Alors qu’Ottey et le reste de la bureaucratie de la LiUNA n’ont jamais réclamé de salaire en cas de pandémie, des milliers de travailleurs de la construction l’auraient très certainement fait s’ils avaient possédé leurs propres organisations de lutte qui s’étaient engagées à interrompre toute activité non essentielle et à verser le plein salaire aux travailleurs jusqu’à ce que la COVID-19 soit maîtrisée. Au lieu de cela, parce que les bureaucrates syndicaux privilégiés voulaient rester en bons termes avec leurs «partenaires de gestion», ils ont été contraints de se faire infecter au travail par la COVID-19 et de propager le virus mortel à leurs amis et à leurs proches.

Les travailleurs de la construction n’ont pas été les seuls à faire cette amère expérience. Les syndicats de tous les secteurs ont joué un rôle tout aussi honteux, des syndicats d’enseignants dans le secteur de l’éducation à Unifor dans les usines automobiles et aux TUAC dans l’industrie du conditionnement de la viande.

S’il restait un doute sur le camp auquel appartient LiUNA, il a été dissipé la semaine dernière lorsque son vice-président international pour l’est et le centre du Canada, Joseph Mancinelli, s’est prononcé en faveur de la réélection du gouvernement Ford lors des élections du 2 juin en Ontario. Dans un article d’opinion élogieux paru dans le Toronto Sun, un tabloïd ultraconservateur, Mancinelli a affirmé que Ford, qui a réduit les dépenses publiques, attaqué les droits des travailleurs et donné la priorité aux profits des entreprises plutôt qu’à la protection de la vie humaine pendant la pandémie, avait introduit des «lois du travail équitables» et «réduit la paperasserie» au cours des quatre dernières années.

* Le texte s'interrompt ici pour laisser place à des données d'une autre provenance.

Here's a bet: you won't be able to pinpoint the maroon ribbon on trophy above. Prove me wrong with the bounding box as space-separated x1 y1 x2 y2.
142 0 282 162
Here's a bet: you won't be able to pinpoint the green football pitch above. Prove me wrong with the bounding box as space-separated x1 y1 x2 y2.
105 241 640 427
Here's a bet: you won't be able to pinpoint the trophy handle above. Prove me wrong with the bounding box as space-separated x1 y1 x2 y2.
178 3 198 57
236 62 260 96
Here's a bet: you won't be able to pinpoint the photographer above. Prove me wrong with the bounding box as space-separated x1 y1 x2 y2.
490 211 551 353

La grève de la construction se déroule dans le cadre d’une campagne électorale provinciale dominée par l’impact de l’augmentation du coût de la vie sur les travailleurs. Aucun des partis politiques n’a l’intention d’améliorer le niveau de vie des travailleurs et de garantir des emplois sûrs et bien rémunérés. En fait, les libéraux et les néo-démocrates, qui sont couramment salués comme des partis «progressistes» par la plupart des syndicats, se préparent à collaborer à la formation d’un gouvernement pro-austérité. Ils forment déjà une alliance gouvernementale au niveau fédéral, où ils mènent la charge vers la guerre avec la Russie, en augmentant massivement les dépenses militaires et en imposant la «responsabilité fiscale».

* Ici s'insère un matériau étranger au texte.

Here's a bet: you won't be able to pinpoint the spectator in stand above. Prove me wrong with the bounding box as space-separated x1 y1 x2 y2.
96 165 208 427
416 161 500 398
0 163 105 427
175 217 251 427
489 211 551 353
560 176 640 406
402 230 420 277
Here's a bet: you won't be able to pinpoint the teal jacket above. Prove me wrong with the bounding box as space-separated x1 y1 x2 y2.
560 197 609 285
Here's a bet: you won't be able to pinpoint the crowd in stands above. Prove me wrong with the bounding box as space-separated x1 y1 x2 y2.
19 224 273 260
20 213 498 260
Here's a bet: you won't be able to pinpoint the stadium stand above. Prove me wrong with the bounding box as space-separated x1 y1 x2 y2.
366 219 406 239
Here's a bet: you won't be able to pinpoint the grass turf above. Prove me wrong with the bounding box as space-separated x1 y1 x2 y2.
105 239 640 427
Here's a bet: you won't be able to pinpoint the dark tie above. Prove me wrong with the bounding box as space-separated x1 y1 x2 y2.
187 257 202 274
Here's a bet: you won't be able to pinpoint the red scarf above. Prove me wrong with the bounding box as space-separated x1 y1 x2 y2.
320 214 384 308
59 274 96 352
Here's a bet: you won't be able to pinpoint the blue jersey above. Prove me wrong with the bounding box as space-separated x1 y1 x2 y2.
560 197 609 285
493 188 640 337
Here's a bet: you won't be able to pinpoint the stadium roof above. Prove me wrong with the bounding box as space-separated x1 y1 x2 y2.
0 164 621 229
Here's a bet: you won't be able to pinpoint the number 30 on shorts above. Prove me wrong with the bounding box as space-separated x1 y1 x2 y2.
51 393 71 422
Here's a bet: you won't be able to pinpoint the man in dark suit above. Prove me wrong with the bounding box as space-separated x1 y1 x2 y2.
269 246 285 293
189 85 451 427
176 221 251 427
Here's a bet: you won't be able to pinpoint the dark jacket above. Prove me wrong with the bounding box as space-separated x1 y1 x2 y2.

Pour obtenir des augmentations de salaire supérieures à l’inflation et de meilleures conditions de travail, les travailleurs de la construction doivent prendre leur lutte en main en créant des comités de la base totalement indépendants des syndicats pro-patronaux et des partis politiques établis. De tels comités se battraient pour faire de la grève actuelle le point de départ d’une mobilisation plus large des travailleurs contre les patrons de la construction et l’assaut des grandes entreprises et du gouvernement contre les droits sociaux des travailleurs dans leur ensemble.